No por esto debe suponerse que el sentido y la realidad de lo que hacemos se agotan en su inmediatez. Por el contrario, afirmamos cierta manera de hacer las cosas y no otra: he allí nuestra limitación inmanente, nuestro darnos (auto) la propia convención (nomos). La determinación de este otro modo de hacer es en sí misma la negación (fragmentaria, parcial) del modo de producción capitalista. Así, la positividad (el carácter de «puesto» en el ser de las prácticas y de la experiencia de las que indefectiblemente partimos) posee un carácter negativo, contradictorio, en tanto está mediada, en sí misma, por su conflictividad irreconciliable con el contexto mayor de la sociedad en que opera. Reconocer esta mediación nos permite afirmar lo que hacemos no como mero medio, sino como «ya» el fin a que aspiramos, si bien no realizado en el sentido del acabamiento o la clausura. De aquí es que podemos recorrer pacientemente este camino colectivo que es, insistimos, largo siempre.

06.

A la hora de escribir, compartimos un supuesto: no hay producción específicamente escrita que no esté mediada por la producción genéricamente social. El teclado en el que tipeamos palabras y las palabras que tipeamos en el teclado son producto de la cooperación histórica universal de las generaciones humanas. En este sentido, no hay escritura que no sea inmediatamente social, inmediatamente colectiva. De lo cual se deriva que la propiedad privada de los textos es necesariamente ilegítima.

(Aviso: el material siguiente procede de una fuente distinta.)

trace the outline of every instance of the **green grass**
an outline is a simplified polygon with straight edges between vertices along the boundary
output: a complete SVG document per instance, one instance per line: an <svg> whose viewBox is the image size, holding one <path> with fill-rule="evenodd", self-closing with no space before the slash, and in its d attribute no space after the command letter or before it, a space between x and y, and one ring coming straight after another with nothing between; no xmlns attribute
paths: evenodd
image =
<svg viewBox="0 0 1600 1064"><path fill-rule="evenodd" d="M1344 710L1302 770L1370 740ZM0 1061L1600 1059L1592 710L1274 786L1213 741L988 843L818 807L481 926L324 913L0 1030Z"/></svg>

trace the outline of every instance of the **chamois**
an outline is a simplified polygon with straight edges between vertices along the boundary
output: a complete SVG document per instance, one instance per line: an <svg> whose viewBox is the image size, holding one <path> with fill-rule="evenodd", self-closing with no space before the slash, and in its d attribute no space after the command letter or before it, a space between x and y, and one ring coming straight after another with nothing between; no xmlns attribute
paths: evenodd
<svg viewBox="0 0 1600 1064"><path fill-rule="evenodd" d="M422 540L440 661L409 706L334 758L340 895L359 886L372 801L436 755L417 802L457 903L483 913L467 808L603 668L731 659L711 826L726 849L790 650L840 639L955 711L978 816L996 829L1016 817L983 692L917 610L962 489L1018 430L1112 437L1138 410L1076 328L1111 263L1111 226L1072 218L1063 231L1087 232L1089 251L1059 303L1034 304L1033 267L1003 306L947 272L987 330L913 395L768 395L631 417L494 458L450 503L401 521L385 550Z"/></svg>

Pero no nos quedamos tranquilas/os sabiendo eso, no dijimos «bueno, que cada una/o escriba como pueda y después abrochamos lo que haya, total, cada texto será en sí mismo comunista». Lo que hicimos fue charlar en sucesivas reuniones acerca de los temas y problemas que nos interesaba abordar, individual o grupalmente, y acerca de las dificultades y atolladeros que la escritura presenta en una carrera como es la de Filosofía. A partir de esas reuniones, fueron apareciendo textos tentativos, fragmentarios, y los fuimos trabajando de diversas maneras, en las reuniones o vía mail: a veces sugiriendo modificaciones de estilo o de contenido o de argumentación, a veces proponiendo materiales que se vincularan con las ideas escritas (bibliografía, películas, música, anécdotas), a veces metiendo mano directamente en esos textos.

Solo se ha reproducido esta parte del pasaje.